I have a multi-threaded Java app that uses Cuda via JNI.

The system it is running on is RHEL 7, Cuda 10.2, 2 CPUs with 8 cores each, and 4 GPUs. Hyper-threading turned off.

I need to do some matrix multiplication. I have 8 Java threads. The first 4 threads each get one GPU to use, the last four threads use the Intel MKL to do the matrix multiplication.

For the Cuda calls, the host code fires off a matrix multiplication request, then calls cudaDeviceSynchronize (). When this returns it calls code to check if the multiplication results have converged, and makes another call to cudaDeviceSynchronize (0 while it waits for an answer.

Before I run my program, I call
with a value ranging from 4 to 16

The bigger the number I assign to MKL_NUM_THREADS, the longer the Cuda code takes to run. (Yes, the MKL code goes faster. But the speedup in the MKL code is far and away overwhelmed by the slowdown in the Cuda code.)

Is there any way I can keep the MKL code from grabbing CPU cycles from the cores that are running the Host Cuda code? Is there a better routine to call than cudaDeviceSynchronize? (I’m assuming that the slowdown comes from MKL usage of the Core meaning that cudaDeviceSynchronize doesn’t return just as soon as the Cuda code on the GPU is done.)

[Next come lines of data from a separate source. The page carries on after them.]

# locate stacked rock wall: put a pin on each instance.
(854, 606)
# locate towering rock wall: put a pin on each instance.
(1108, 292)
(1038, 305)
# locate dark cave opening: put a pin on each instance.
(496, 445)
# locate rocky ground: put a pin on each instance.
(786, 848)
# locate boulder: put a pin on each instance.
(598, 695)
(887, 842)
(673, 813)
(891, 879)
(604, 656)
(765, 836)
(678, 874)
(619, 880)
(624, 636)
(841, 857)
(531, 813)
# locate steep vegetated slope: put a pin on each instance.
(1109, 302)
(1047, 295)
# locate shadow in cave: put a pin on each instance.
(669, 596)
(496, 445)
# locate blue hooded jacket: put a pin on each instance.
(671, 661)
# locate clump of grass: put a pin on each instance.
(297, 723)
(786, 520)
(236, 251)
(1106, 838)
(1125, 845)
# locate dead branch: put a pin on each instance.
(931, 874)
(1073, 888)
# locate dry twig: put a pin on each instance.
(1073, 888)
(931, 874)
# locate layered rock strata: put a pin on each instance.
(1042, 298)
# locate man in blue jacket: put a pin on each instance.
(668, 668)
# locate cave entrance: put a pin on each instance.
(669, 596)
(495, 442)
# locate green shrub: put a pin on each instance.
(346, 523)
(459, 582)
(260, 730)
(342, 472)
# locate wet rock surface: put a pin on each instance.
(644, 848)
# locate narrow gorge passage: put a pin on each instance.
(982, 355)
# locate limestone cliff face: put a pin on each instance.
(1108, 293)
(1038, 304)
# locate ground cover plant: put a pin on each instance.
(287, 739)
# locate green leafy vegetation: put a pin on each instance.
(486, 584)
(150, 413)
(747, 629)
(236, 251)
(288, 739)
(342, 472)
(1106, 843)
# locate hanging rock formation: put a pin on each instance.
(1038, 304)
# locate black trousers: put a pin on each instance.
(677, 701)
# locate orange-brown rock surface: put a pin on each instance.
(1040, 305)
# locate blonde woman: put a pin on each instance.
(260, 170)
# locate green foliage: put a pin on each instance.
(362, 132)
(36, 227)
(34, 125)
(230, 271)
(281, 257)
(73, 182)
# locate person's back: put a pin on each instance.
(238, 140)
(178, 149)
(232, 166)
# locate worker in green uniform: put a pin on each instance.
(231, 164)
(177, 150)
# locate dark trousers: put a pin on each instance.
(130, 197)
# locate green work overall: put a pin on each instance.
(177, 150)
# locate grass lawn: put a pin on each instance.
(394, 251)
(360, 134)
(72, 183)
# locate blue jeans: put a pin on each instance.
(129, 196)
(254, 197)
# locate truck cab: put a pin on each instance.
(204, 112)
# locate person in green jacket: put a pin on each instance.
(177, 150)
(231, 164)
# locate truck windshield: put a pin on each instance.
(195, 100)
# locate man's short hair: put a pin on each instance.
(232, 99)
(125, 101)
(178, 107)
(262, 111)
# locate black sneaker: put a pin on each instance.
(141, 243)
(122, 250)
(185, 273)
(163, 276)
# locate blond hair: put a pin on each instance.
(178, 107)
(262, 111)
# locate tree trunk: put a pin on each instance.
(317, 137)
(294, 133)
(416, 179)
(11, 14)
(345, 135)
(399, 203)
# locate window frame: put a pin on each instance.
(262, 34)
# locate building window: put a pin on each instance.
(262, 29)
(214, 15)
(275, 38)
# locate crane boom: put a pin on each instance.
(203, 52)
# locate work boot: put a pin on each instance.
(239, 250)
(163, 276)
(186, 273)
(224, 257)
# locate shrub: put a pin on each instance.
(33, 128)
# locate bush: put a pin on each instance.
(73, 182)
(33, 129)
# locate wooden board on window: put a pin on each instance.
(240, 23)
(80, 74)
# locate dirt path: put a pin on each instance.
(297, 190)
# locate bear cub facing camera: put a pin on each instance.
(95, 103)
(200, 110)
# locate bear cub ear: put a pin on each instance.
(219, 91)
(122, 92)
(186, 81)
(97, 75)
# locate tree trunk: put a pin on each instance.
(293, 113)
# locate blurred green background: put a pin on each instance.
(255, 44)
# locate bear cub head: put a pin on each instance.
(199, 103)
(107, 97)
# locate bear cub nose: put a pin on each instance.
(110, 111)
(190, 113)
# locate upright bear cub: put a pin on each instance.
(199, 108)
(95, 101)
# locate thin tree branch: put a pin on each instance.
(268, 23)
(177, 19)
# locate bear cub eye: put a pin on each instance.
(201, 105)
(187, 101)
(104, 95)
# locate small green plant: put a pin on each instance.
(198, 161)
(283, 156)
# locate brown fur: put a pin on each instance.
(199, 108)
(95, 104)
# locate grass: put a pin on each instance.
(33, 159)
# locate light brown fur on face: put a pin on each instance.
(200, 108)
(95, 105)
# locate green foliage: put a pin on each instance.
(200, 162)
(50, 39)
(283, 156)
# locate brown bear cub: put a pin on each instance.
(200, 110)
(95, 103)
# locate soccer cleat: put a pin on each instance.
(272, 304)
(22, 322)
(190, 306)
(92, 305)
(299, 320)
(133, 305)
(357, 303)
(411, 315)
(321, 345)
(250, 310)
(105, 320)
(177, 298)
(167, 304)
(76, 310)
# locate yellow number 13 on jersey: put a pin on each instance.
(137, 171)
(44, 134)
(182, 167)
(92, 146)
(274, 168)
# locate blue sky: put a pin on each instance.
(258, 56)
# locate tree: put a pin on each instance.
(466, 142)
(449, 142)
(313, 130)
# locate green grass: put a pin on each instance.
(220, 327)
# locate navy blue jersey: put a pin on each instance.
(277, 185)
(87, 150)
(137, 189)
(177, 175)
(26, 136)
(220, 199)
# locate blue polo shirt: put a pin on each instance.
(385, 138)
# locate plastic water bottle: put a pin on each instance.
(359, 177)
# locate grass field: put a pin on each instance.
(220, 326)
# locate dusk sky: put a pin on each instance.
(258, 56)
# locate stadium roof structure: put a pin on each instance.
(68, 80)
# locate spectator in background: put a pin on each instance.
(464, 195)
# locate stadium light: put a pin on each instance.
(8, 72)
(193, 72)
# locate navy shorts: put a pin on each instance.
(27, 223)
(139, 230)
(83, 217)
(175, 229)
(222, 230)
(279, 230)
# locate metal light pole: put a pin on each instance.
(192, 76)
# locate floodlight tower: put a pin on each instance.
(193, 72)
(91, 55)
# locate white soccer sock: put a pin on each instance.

Any thoughts or suggestions greatly appreciated.

The CUDA driver is host code. The CUDA runtime is host code. Your own CUDA-accelerate app contains host code. All this host code competes with other host code for resources (CPU cores, access to system memory), and is also impacted by dynamic CPU down clocking due to higher load on the CPU or use of AVX2.

Reserving CPU cores for CUDA’s host code would therefore only partially address the effects you observe, but it is worth a try. For long-running applications I sometimes do this manually using system-level affinity facilities, with positive impact in the single digit percent. No two applications are alike so your results could easily differ.

Hand-wavy pointer: Intel’s runtime library provides a thread-affinity interface which you might want to explore:

I haven’t really played with this and I have never used Java; maybe other forum participants can provide deeper insights.